L’Acrobate sera au rendez-vous des Classic Days !
Nous avons l’immense plaisir d’accueillir Jean Ragnotti aux Classic Days, coéquipier de Derek Bell et témoin de l’aventure Alpine Renault aux 24 Heures du Mans !
Jean Ragnotti aux 24 Heures du Mans, c’est une facette moins connue de sa carrière, mais profondément révélatrice de l’homme et du pilote. Loin des routes sinueuses du rallye et des foules compactes des spéciales, Le Mans lui impose un autre monde : celui de l’endurance, de la nuit, de la patience et de la mécanique mise à l’épreuve du temps.
Il débute au Mans en 1975, sur une Tecma, et sera au rendez-vous de presque chaque édition jusqu’en 1982.
Pour l’édition 1978, il s’engage avec Alpine-Renault, à une époque où la marque française rêve de briller face aux géants internationaux. Le défi est immense, mais le constructeur aligne les talents sur les trois A442 et l’A443 qui prennent le départ de la course : Derek Bell, Jean Ragnotti, Didier Pironi, Jean-Pierre Jaussaud, Guy Fréquelin, Jacques Dolhem, Jean-Pierre Jabouille et Patrick Depailler !

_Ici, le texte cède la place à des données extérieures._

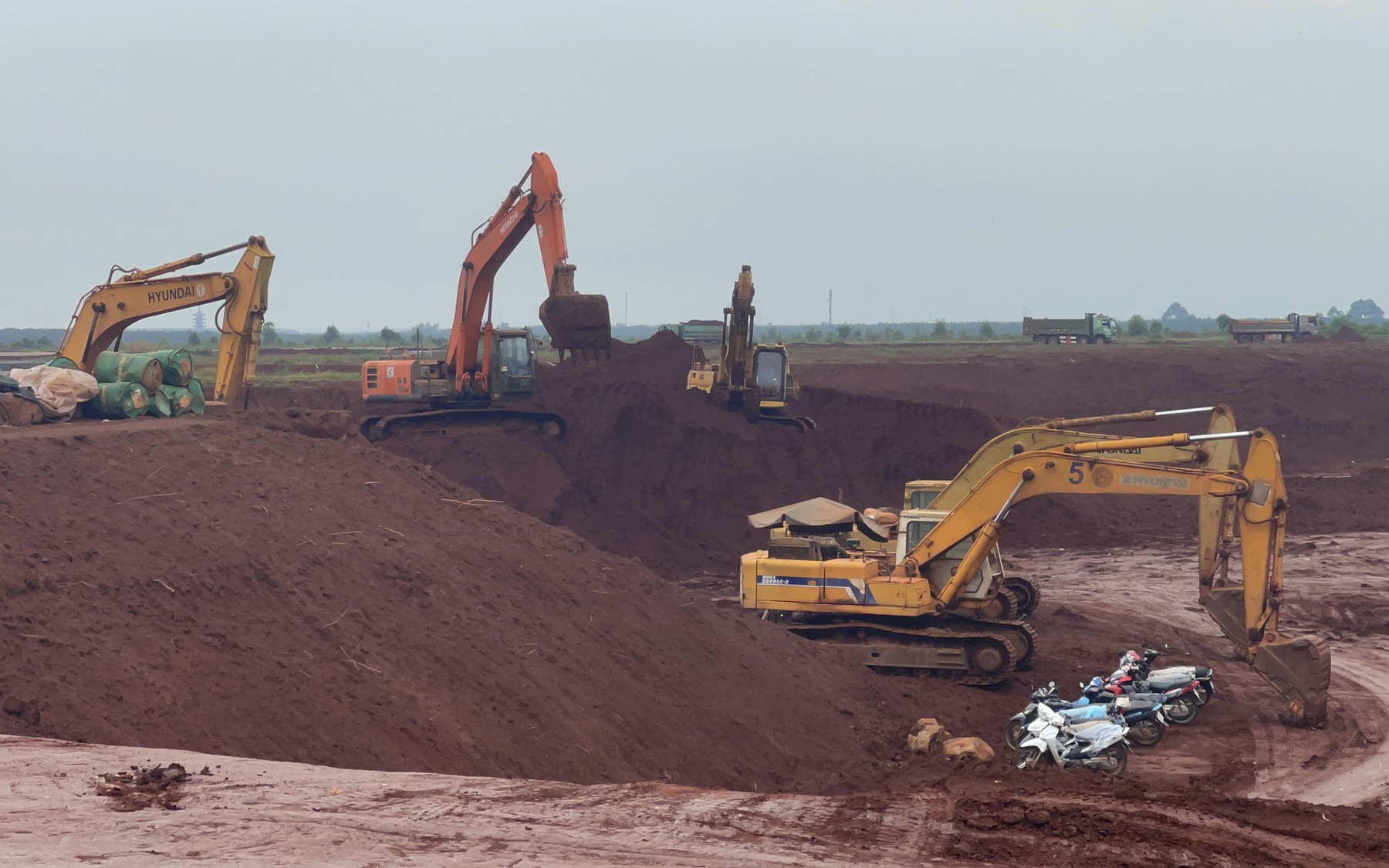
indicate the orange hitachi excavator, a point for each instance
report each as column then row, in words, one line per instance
column 486, row 367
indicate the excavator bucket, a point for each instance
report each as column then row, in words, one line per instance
column 578, row 324
column 1298, row 667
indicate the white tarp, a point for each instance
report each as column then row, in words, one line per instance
column 59, row 389
column 820, row 514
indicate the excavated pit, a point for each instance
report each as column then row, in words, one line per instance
column 267, row 585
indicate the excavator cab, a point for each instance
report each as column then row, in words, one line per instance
column 513, row 375
column 770, row 374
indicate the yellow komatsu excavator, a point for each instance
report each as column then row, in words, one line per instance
column 918, row 618
column 109, row 309
column 750, row 378
column 925, row 502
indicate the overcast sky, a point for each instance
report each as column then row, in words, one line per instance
column 958, row 160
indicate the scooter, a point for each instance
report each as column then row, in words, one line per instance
column 1178, row 701
column 1099, row 748
column 1141, row 666
column 1144, row 714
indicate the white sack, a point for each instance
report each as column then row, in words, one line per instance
column 59, row 389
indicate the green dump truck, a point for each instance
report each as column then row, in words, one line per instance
column 1092, row 328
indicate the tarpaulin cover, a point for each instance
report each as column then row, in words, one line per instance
column 820, row 514
column 59, row 389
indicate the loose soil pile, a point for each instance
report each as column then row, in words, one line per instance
column 657, row 472
column 221, row 586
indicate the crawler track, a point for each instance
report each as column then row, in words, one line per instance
column 380, row 427
column 965, row 652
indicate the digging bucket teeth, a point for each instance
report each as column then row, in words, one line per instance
column 1298, row 667
column 578, row 324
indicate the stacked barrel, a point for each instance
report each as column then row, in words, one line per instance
column 137, row 383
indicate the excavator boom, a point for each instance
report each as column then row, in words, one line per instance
column 576, row 324
column 107, row 310
column 749, row 378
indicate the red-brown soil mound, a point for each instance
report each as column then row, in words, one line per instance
column 218, row 586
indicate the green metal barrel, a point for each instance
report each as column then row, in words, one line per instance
column 185, row 400
column 128, row 368
column 160, row 404
column 118, row 402
column 180, row 399
column 178, row 366
column 194, row 388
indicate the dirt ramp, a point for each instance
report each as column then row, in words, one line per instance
column 264, row 593
column 657, row 472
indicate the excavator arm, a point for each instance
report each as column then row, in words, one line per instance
column 1246, row 613
column 1060, row 432
column 107, row 310
column 576, row 324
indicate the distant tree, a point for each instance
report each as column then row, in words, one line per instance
column 1177, row 312
column 1364, row 312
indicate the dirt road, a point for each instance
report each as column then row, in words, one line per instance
column 1333, row 586
column 249, row 812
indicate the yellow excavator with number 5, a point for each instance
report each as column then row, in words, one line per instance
column 917, row 618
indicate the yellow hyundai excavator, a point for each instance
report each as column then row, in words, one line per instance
column 109, row 309
column 750, row 378
column 923, row 620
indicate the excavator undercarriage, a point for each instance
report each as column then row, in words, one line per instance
column 960, row 649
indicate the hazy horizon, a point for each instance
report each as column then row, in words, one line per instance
column 923, row 160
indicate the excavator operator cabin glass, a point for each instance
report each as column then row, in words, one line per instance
column 771, row 374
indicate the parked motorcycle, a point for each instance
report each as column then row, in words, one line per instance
column 1141, row 667
column 1180, row 703
column 1142, row 714
column 1100, row 748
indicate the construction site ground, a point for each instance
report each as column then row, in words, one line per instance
column 529, row 652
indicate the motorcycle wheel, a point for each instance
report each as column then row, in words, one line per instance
column 1181, row 710
column 1113, row 760
column 1013, row 736
column 1146, row 734
column 1027, row 758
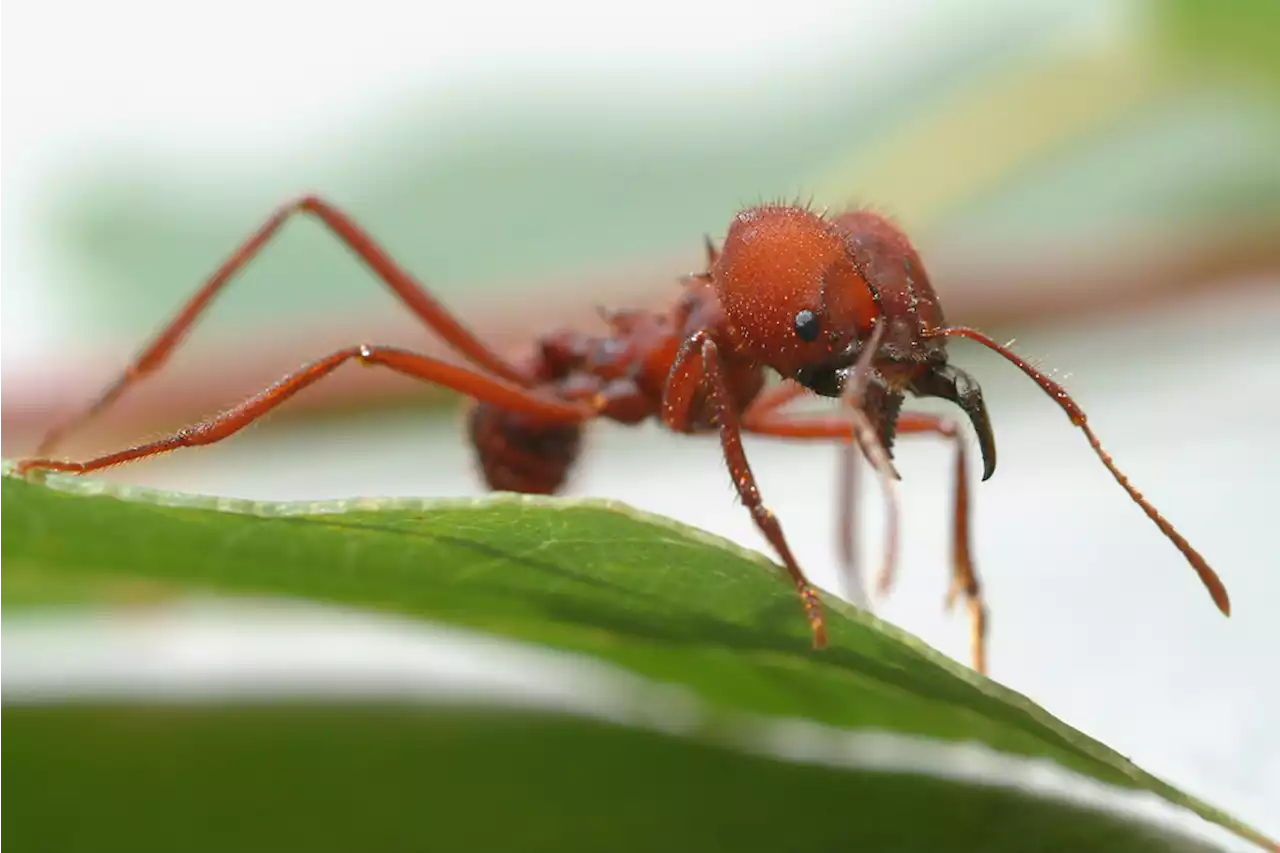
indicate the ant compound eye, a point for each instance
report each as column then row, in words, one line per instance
column 807, row 325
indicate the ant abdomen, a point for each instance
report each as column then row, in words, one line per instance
column 519, row 455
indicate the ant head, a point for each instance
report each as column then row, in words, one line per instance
column 792, row 291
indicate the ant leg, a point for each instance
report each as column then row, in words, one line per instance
column 964, row 575
column 467, row 381
column 415, row 297
column 699, row 360
column 964, row 578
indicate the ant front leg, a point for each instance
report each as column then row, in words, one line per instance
column 481, row 387
column 699, row 366
column 411, row 293
column 964, row 575
column 766, row 420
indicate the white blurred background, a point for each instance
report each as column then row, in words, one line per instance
column 1051, row 158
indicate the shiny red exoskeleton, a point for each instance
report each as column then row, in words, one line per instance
column 839, row 306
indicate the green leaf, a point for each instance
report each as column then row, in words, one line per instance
column 645, row 594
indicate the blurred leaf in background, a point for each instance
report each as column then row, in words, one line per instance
column 717, row 630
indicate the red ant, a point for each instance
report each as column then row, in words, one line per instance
column 840, row 306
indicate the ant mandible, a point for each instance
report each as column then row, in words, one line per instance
column 840, row 306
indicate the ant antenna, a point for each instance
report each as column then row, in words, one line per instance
column 1216, row 589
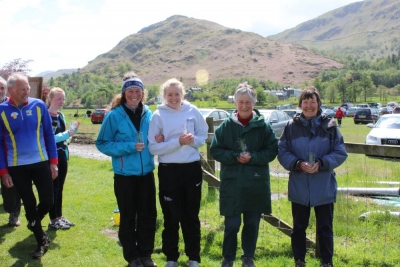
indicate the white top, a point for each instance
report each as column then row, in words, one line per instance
column 172, row 124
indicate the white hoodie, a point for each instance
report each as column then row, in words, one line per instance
column 172, row 124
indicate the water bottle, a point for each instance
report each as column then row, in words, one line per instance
column 116, row 217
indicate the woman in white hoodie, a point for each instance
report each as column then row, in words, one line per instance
column 179, row 171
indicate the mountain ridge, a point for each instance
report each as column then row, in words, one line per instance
column 197, row 51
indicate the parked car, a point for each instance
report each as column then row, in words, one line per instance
column 385, row 110
column 277, row 118
column 216, row 114
column 396, row 110
column 351, row 111
column 366, row 115
column 329, row 112
column 386, row 131
column 392, row 104
column 292, row 112
column 231, row 110
column 347, row 105
column 363, row 106
column 97, row 115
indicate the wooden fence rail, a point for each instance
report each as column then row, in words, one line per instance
column 208, row 166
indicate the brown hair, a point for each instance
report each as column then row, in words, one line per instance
column 51, row 94
column 308, row 93
column 120, row 98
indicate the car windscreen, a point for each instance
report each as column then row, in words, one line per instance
column 388, row 123
column 363, row 112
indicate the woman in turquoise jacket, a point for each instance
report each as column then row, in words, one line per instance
column 123, row 137
column 311, row 147
column 244, row 144
column 55, row 102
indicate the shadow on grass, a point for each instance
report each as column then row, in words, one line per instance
column 4, row 230
column 22, row 251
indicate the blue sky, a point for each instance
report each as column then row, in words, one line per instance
column 62, row 34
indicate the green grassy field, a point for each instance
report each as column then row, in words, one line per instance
column 89, row 202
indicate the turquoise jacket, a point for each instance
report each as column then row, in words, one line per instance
column 244, row 187
column 321, row 136
column 117, row 139
column 64, row 136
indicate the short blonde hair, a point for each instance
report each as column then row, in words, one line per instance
column 245, row 89
column 172, row 82
column 52, row 93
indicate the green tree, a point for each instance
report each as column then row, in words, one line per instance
column 261, row 97
column 271, row 99
column 341, row 87
column 331, row 93
column 366, row 84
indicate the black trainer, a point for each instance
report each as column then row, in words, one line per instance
column 39, row 252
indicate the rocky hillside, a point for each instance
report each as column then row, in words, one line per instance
column 198, row 51
column 367, row 28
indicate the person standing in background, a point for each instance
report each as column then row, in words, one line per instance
column 55, row 102
column 311, row 147
column 45, row 92
column 339, row 116
column 123, row 137
column 29, row 155
column 11, row 198
column 244, row 144
column 179, row 170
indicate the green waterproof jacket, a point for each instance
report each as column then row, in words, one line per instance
column 244, row 187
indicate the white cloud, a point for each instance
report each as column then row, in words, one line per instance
column 69, row 33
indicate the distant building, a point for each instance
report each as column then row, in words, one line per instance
column 189, row 93
column 285, row 93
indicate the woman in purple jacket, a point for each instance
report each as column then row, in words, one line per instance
column 311, row 147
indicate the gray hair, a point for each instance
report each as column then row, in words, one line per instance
column 245, row 89
column 16, row 77
column 3, row 81
column 172, row 82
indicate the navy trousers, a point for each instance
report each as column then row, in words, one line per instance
column 324, row 217
column 251, row 224
column 180, row 196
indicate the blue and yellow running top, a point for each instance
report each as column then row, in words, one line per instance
column 26, row 134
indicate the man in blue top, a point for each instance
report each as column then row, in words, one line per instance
column 11, row 199
column 28, row 154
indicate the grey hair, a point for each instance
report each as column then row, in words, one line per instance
column 16, row 77
column 3, row 81
column 245, row 89
column 172, row 82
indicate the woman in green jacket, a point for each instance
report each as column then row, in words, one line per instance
column 244, row 144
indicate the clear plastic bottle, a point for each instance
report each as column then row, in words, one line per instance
column 116, row 217
column 73, row 126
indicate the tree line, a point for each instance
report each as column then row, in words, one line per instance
column 358, row 80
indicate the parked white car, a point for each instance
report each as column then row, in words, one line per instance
column 386, row 131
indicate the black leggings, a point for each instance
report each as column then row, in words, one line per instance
column 40, row 175
column 58, row 185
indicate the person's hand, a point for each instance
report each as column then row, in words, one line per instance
column 71, row 132
column 54, row 171
column 7, row 181
column 309, row 168
column 159, row 138
column 139, row 147
column 244, row 157
column 186, row 139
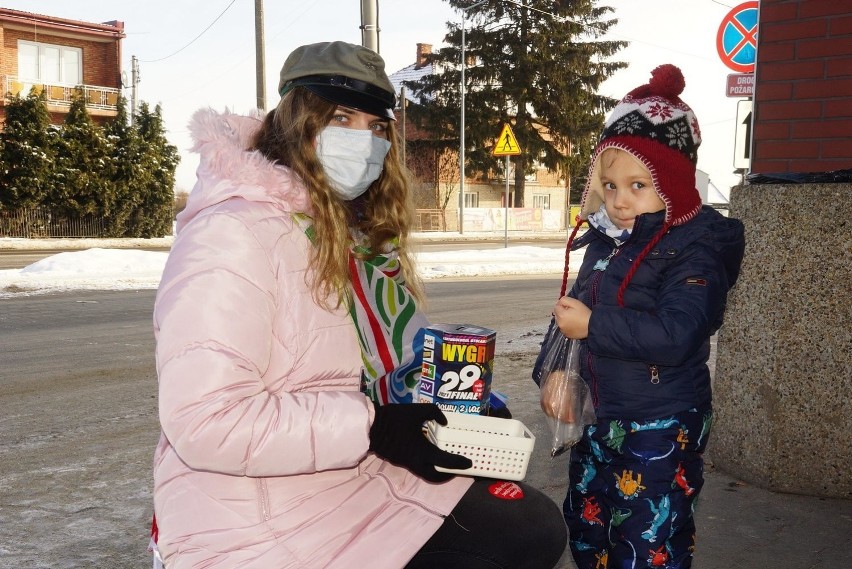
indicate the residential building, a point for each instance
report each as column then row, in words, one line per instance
column 55, row 56
column 437, row 178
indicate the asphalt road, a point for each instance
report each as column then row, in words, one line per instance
column 78, row 420
column 78, row 425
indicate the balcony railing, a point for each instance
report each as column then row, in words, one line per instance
column 100, row 98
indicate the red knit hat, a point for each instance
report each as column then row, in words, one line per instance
column 659, row 130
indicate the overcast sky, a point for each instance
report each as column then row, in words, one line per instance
column 201, row 53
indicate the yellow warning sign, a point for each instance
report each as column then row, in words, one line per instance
column 507, row 144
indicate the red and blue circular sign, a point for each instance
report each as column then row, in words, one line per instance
column 736, row 40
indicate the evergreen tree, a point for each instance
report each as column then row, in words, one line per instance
column 80, row 185
column 28, row 141
column 159, row 159
column 125, row 171
column 536, row 64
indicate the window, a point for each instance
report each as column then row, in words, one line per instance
column 45, row 63
column 541, row 201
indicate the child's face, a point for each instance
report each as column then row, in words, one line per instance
column 628, row 188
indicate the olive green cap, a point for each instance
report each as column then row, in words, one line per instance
column 343, row 73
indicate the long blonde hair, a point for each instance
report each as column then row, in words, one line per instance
column 287, row 137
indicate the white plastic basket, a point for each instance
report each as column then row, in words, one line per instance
column 499, row 448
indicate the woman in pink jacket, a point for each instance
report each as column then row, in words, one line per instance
column 287, row 303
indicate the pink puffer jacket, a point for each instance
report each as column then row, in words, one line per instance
column 263, row 461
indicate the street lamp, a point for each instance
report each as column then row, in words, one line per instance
column 461, row 131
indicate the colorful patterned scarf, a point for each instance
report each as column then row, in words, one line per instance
column 388, row 323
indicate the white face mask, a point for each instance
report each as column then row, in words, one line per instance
column 352, row 159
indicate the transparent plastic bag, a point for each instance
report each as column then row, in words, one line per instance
column 565, row 397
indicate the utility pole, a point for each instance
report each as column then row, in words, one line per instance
column 370, row 24
column 134, row 81
column 260, row 55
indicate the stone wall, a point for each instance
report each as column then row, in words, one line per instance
column 783, row 378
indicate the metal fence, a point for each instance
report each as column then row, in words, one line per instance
column 40, row 222
column 430, row 220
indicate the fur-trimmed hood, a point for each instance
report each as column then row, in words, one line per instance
column 228, row 170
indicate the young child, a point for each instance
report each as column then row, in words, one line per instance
column 649, row 295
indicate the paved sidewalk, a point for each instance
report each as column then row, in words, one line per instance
column 740, row 525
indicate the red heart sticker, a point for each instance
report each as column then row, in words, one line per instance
column 506, row 490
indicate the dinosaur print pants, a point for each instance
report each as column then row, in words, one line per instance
column 632, row 491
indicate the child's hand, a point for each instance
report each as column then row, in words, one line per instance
column 572, row 317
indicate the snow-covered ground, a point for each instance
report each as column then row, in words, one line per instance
column 102, row 264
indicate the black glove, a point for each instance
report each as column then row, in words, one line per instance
column 397, row 436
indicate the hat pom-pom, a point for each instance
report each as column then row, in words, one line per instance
column 667, row 81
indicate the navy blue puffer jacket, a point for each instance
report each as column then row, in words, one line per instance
column 648, row 359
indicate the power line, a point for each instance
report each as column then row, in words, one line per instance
column 228, row 7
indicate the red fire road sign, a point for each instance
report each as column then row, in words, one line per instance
column 736, row 40
column 740, row 85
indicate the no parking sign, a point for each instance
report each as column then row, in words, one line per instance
column 736, row 40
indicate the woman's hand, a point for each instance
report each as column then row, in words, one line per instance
column 572, row 317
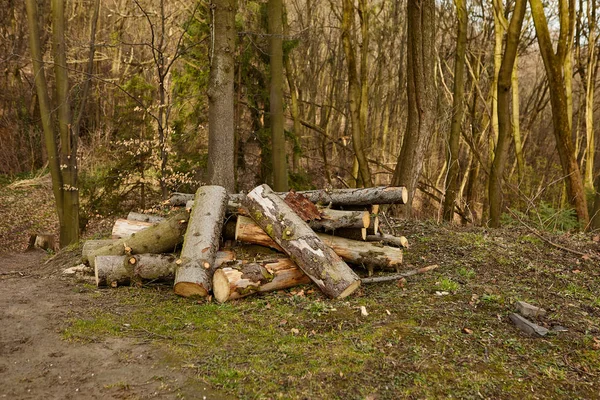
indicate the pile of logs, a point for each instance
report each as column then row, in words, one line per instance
column 236, row 245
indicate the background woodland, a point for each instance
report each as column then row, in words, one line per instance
column 421, row 94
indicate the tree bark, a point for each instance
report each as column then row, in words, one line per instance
column 333, row 276
column 221, row 116
column 504, row 115
column 457, row 111
column 242, row 279
column 421, row 93
column 160, row 238
column 275, row 30
column 199, row 251
column 370, row 255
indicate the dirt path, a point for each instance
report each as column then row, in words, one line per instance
column 37, row 363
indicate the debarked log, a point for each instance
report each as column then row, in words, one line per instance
column 241, row 279
column 160, row 238
column 324, row 267
column 142, row 268
column 194, row 275
column 370, row 255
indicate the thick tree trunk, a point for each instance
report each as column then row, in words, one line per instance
column 160, row 238
column 142, row 268
column 242, row 279
column 194, row 275
column 421, row 93
column 124, row 228
column 333, row 276
column 370, row 255
column 221, row 116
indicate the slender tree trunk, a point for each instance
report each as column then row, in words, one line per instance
column 504, row 115
column 275, row 15
column 554, row 65
column 354, row 94
column 221, row 116
column 457, row 111
column 421, row 95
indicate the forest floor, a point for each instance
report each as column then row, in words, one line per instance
column 445, row 333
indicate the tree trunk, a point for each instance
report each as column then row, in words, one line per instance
column 199, row 251
column 421, row 92
column 554, row 63
column 275, row 28
column 333, row 276
column 504, row 115
column 370, row 255
column 457, row 111
column 242, row 279
column 221, row 129
column 354, row 94
column 160, row 238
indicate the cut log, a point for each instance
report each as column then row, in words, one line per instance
column 124, row 270
column 91, row 245
column 160, row 238
column 199, row 251
column 124, row 228
column 333, row 276
column 370, row 255
column 242, row 279
column 338, row 197
column 397, row 241
column 133, row 216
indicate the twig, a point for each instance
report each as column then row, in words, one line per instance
column 551, row 243
column 395, row 277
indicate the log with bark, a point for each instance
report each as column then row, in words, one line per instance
column 240, row 279
column 140, row 268
column 333, row 276
column 370, row 255
column 198, row 254
column 160, row 238
column 338, row 197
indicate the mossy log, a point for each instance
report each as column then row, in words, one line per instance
column 160, row 238
column 324, row 267
column 133, row 216
column 142, row 268
column 124, row 228
column 369, row 255
column 199, row 251
column 240, row 279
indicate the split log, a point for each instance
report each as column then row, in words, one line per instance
column 124, row 228
column 123, row 270
column 369, row 255
column 338, row 197
column 92, row 245
column 333, row 276
column 133, row 216
column 199, row 251
column 242, row 279
column 160, row 238
column 397, row 241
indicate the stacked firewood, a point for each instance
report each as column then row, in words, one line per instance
column 314, row 236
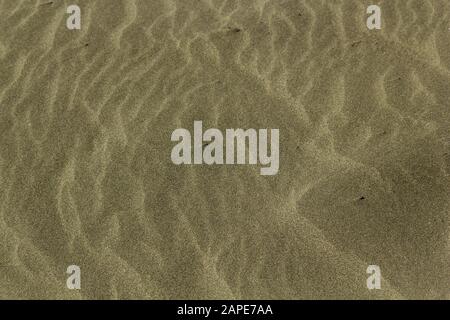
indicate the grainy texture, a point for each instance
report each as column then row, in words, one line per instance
column 85, row 170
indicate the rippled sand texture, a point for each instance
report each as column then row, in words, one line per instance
column 85, row 170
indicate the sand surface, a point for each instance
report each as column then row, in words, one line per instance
column 86, row 176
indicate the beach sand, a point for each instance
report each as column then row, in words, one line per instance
column 86, row 176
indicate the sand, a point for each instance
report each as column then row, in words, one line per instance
column 85, row 170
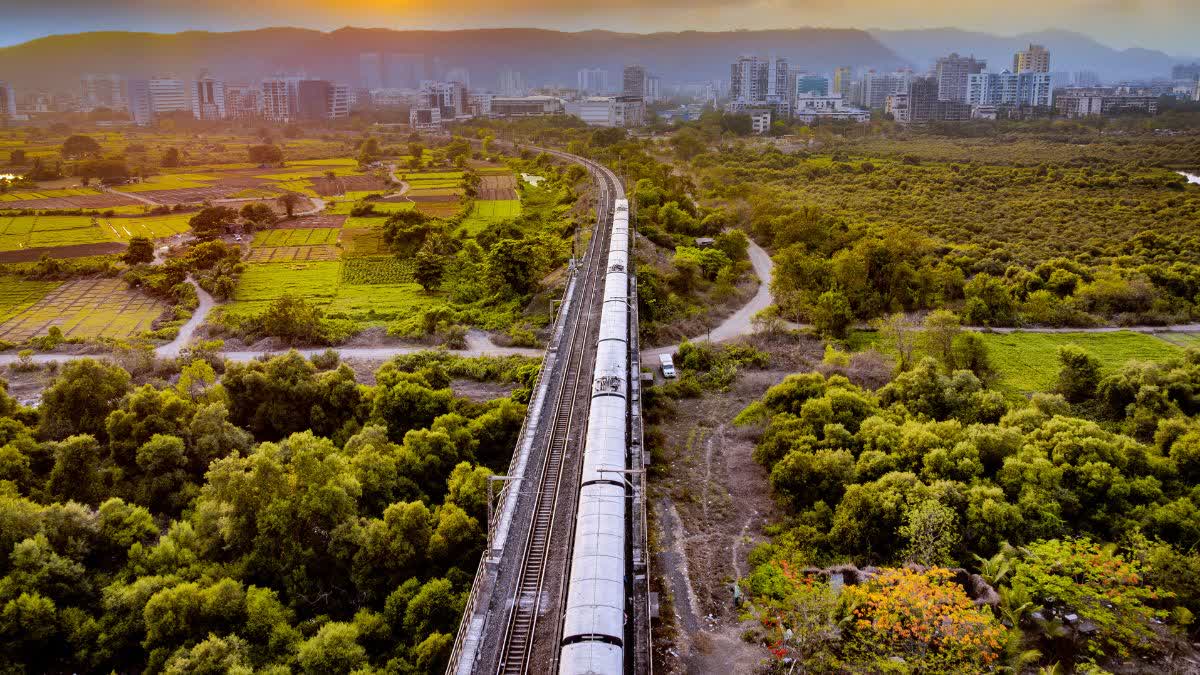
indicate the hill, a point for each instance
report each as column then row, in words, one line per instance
column 540, row 55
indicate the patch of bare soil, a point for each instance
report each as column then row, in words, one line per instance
column 711, row 505
column 73, row 251
column 481, row 392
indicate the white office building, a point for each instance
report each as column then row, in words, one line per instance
column 169, row 95
column 592, row 82
column 609, row 111
column 7, row 101
column 1026, row 89
column 102, row 91
column 209, row 99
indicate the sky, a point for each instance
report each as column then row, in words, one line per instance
column 1169, row 25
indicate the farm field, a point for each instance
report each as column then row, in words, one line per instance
column 42, row 232
column 295, row 237
column 1029, row 362
column 85, row 308
column 486, row 211
column 18, row 293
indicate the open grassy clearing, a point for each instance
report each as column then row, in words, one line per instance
column 1029, row 362
column 293, row 254
column 85, row 308
column 1181, row 339
column 41, row 232
column 17, row 294
column 298, row 237
column 364, row 242
column 486, row 211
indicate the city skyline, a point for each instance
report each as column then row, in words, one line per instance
column 1152, row 24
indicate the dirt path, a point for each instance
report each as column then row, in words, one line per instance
column 186, row 332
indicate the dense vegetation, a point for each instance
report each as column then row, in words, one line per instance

Le pesage des 24 Heures du Mans 1978
Face à eux, le constructeur allemand Porsche, victorieux l’année précédente face aux Alpine Renault, alors que l’écurie française menait la danse pendant la plus grande partie de la course.
En 1978, Porsche engage trois 936 pilotées par Jacky Ickx, Henri Pescarolo, Bob Wollek, Jürgen Barth, Hurley Haywood, Peter Gregg et Reinhold Joest. Et les voitures démontrent une fiabilité bien supérieure à celle des A442.
Si Jacky Ickx pulvérise le record du tour aux essais, les 4 Alpine Renault sont dans les 8 premières voitures sur la grille de départ, avec l’A443 en 2ème position.
Après 2 heures de course, 3 Renault Alpine sont dans le quator de tête, avec l’équipage Ragnotti, Fréquelin et Dolhem en 4ème position. Elles vont mener la course jusqu’à la fin, malgré l’abandon de la voiture de Derek Bell et Jean-Pierre Jarier à 22h35 pour problème mécanique, et de Jabouille et Depailler à 10h50 le dimanche. Jabouille prendra sa revanche en intégrant l’équipage de la n°4, toujours en 4ème position.
Le départ des 24 Heures du Mans 1978
L’A442 des 24 Heures du Mans 1978
Au volant des prototypes Alpine-Renault, Jean Ragnotti apporte ce qui a toujours fait sa force : une sensibilité mécanique hors norme. Il sait écouter la voiture, sentir ses limites, comprendre quand attaquer et quand préserver. Une qualité essentielle au Mans. Et la nuit, qui révèle une autre dimension du pilote. Jean Ragnotti roule, concentré, précis, presque introspectif. Il n’y a pas de public à quelques mètres, pas d’applaudissements immédiats. Juste la route, les phares, et la responsabilité de ramener la voiture intacte. Cette discipline forge le respect dans les stands et confirme qu’il n’est pas seulement un artiste du volant, mais un pilote complet.
Renault Alpine remporte les 24 heures du Mans cette année-là, avec l’A442 #2 de Didier Pironi et Jean-Pierre Jaussaud. Et l’équipage Ragnotti, Fréquelin, Dolhem et Jabouille termine 4ème. Un exercice de constance magistral.